Knowledge base

Rigger Job and Risk Profile

What does a rigger do?

Riggers' jobs

Riggers are employed to assemble, install, position and secure temporary construction rigging such as cables, cranes, ropes, pulleys and winches to lift, lower and position heavy objects and equipment. They are responsible for making decisions on the most effective equipment and methods to get a job done safely and efficiently.

Riggers work on construction sites across Queensland and their workplaces vary from office buildings and hospitals to schools and mining sites in both urban and rural areas.

Average rigger salary & prospects

Riggers generally have to hold a high school diploma and are required to complete a traineeship and entry-level qualifications to start their careers. Two in five riggers hold a Certificate III/IV.

They must also hold licences required by the state that they work in, as well as training in Occupational Safety and Health Administration (OSHA) guidelines. In Queensland, there are three levels of rigging licences: basic, intermediate and advanced.
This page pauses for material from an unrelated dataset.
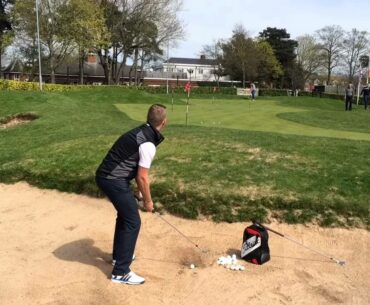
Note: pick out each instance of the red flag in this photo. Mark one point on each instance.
(187, 87)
Estimating a rigger's salary

Construction rigger salaries vary between $40,000 to $100,000 per year depending on skills and experience, with salary increasing with experience. The average weekly full-time earnings for riggers before tax is $1,517, which is above the national average. (Job Outlook, 2018)


Currently, there are over 29,000 riggers employed across the country, 17.8% of which are working in Queensland, and the Australian Government predicts that there will be very strong growth in the industry.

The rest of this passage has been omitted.